Pain outcomes and quantitative sensory testing

Chronic pain was defined as pain lasting ≥3 months with ≥1 pain site and pain intensity ≥2 on a numeric rating scale (NRS). Pain intensity was assessed separately using the same NRS (0–10). Pain-site counts came from cohort-specific body maps or region lists; as “skin” and “other” sites were recorded only in Tromsø6, they were excluded from the main analyses.

CPT was performed in all cohorts using hand immersion in 3 °C water; maximum duration was 121 s in RS, 106 in Tromsø6 and 120 in Tromsø7. PAlg was conducted in RS and Tromsø7, with calf cuff inflation at 1  kPa/second to a maximum of 100  kPa or until intolerable pain; termination pressure was recorded as pain tolerance (Table SI).

Statistical analyses

Categorical variables are presented as frequencies with percentages, and continuous variables as medians with interquartile ranges (IQR) after Shapiro–Wilk testing.

Main analyses

Associations between psoriasis and pain outcomes (chronic pain, number of pain sites, pain intensity) and QST outcomes (CPT, PAlg) were assessed with multivariable regression adjusted for age, sex, body mass index, education and smoking. Logistic regression was used for chronic pain, ordinal logistic regression for pain intensity, zero-inflated Poisson regression for number of pain sites and Cox proportional hazards models for QST outcomes (time-to-termination), with test termination as event and right-censoring at maximum limits.

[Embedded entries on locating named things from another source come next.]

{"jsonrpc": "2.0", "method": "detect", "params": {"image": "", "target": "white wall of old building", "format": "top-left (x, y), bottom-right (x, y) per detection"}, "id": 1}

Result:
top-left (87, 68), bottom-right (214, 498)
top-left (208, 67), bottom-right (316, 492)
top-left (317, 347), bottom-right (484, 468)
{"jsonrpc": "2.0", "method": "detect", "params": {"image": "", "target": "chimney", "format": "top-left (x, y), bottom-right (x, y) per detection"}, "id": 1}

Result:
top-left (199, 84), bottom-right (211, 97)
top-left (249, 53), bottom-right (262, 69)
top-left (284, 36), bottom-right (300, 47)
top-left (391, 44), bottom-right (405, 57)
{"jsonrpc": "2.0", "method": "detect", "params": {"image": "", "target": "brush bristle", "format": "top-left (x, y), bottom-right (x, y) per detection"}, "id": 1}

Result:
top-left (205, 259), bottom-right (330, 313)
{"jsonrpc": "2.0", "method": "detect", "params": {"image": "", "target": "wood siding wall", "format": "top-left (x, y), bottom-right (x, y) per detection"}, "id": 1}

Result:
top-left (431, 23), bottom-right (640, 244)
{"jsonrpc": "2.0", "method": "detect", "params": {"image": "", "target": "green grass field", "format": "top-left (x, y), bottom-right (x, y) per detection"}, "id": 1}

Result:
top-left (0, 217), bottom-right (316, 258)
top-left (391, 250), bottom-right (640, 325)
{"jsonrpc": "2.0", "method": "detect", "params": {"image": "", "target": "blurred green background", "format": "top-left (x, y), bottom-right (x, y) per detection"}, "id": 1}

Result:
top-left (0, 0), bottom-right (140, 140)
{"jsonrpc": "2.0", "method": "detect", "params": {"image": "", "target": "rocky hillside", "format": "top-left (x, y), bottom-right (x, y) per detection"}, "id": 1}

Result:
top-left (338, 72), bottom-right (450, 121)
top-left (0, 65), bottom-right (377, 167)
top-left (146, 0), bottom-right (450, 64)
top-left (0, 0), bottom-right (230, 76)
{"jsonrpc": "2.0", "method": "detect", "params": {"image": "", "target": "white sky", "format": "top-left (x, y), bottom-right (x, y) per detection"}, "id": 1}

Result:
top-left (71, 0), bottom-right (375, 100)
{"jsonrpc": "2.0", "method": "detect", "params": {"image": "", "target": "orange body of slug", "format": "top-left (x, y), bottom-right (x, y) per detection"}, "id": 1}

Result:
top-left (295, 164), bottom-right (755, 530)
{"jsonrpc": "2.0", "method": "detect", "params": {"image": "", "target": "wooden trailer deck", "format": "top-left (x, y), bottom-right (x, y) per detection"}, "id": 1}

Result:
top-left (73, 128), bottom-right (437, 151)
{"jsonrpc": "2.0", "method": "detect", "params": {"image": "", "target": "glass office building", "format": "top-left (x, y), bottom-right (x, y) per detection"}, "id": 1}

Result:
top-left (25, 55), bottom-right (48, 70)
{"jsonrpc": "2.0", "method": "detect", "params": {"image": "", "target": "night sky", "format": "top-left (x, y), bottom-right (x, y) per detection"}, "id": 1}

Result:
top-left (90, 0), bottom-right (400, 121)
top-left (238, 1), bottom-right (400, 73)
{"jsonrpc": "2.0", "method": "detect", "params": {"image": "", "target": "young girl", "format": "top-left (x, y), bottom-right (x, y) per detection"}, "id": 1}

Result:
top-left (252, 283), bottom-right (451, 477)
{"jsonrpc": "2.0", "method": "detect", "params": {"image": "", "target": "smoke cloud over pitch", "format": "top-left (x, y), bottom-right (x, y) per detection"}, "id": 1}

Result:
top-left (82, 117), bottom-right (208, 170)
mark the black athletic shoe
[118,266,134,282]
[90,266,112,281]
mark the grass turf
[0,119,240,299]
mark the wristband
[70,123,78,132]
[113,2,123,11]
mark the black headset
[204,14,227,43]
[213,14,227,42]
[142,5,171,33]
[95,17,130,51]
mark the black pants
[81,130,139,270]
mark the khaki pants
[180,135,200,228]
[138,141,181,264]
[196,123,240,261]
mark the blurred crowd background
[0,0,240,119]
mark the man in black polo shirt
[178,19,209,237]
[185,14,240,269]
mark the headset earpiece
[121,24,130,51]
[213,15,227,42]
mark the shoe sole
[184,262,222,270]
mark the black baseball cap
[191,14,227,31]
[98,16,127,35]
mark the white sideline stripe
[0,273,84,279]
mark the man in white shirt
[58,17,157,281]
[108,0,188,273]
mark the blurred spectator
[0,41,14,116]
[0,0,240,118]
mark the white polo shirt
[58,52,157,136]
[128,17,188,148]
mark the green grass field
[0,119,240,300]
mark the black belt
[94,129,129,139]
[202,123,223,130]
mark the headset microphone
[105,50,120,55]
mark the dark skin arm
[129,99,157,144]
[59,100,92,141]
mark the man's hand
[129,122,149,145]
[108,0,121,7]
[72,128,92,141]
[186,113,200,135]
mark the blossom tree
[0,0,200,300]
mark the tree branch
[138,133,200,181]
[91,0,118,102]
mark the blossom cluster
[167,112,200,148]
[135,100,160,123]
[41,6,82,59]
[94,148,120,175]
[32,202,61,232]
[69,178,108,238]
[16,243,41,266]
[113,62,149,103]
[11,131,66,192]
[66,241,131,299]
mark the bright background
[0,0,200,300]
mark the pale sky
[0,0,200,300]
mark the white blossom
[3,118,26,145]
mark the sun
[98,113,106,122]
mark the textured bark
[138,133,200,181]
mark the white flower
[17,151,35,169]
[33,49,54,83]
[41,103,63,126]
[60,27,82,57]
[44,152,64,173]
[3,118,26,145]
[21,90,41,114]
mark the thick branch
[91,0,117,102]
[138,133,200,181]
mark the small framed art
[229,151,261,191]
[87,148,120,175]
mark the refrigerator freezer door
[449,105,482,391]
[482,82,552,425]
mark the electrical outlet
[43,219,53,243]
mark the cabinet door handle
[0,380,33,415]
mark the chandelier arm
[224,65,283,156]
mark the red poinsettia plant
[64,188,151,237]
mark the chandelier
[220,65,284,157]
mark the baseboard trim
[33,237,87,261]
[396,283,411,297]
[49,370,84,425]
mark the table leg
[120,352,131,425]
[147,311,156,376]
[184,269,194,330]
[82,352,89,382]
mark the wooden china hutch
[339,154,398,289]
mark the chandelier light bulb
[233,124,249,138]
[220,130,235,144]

Missing data were handled by listwise exclusion. RS analyses were performed using IBM SPSS Statistics 28.0.1.0, and Tromsø analyses in R 4.2. Pooled estimates were obtained using random-effects meta-analysis with the metafor package in R, weighted by cohort sample size (9).

Sensitivity analyses

Sensitivity analyses excluded participants with PsA in the RS and Tromsø7 (PsA was not assessed in Tromsø6; full Tromsø7 used). Additional analyses examined psoriasis activity in Tromsø7 with and without PsA, psoriasis severity in Tromsø6, GP-validated psoriasis cases versus controls in the RS, inclusion of skin pain as a pain site in Tromsø6, and additional adjustment for analgesic use before QST.

RESULTS

Population characteristics are described in Table SII. In the main pooled meta-analyses, psoriasis was associated with chronic pain (odds ratio (OR): 1.28, 95 % confidence interval (CI): 1.17–1.40), more pain sites (incidence rate ratio (IRR): 1.28, 95% CI: 1.13–1.46), and higher pain intensity (OR: 1.24, 95% CI: 1.12–1.38; Table SIII). No significant associations were found with QST; PAlg showed a hazard ratio (HR) of 1.00 (95% CI: 0.95–1.05), while CPT showed a trend (HR: 1.12, 95% CI: 0.96–1.30).

After excluding participants with PsA, most associations attenuated, but psoriasis remained associated with more pain sites (IRR 1.08, 95% CI 1.02–1.15). In Tromsø7, psoriasis activity showed stronger associations than in the main analyses with chronic pain (OR: 1.46, 95% CI: 1.23–1.72), pain sites (IRR: 1.41, 95% CI: 1.30–1.52), pain intensity (OR: 1.29, 95% CI: 1.12–1.48), and reduced pain tolerance measured by CPT (HR: 1.11, 95% CI: 1.00–1.23); PAlg remained non-significant (HR: 0.99, 95% CI: 0.93–1.04). In Tromsø6, higher psoriasis severity showed a similar pattern (not shown). After excluding PsA from the Tromsø7 psoriasis activity analyses, the association with pain sites persisted (IRR: 1.17, 95% CI: 1.05–1.29). Sensitivity analyses restricted to GP-validated psoriasis cases strengthened associations in the RS, whereas including skin pain as a site in Tromsø6 and additionally adjusting for recent analgesic use prior to QST did not substantially change the estimates (not shown).

DISCUSSION

In this study of 26,336 adults, psoriasis was associated with chronic pain, more pain sites, and higher pain intensity, particularly in active or more severe disease. Most associations attenuated after excluding PsA, supporting PsA as a major driver of pain in psoriatic disease. However, an association with the number of pain sites persisted. This may reflect undiagnosed or early PsA, a common clinical challenge (10, 11). Neuroimmune mechanisms may also contribute, as psoriasis-related cytokines can influence nociceptive processing and pain sensitization, overlapping with mechanisms involved in widespread pain conditions such as fibromyalgia (12). While fibromyalgia is well described in PsA, its relationship with psoriasis without PsA remains insufficiently understood (13).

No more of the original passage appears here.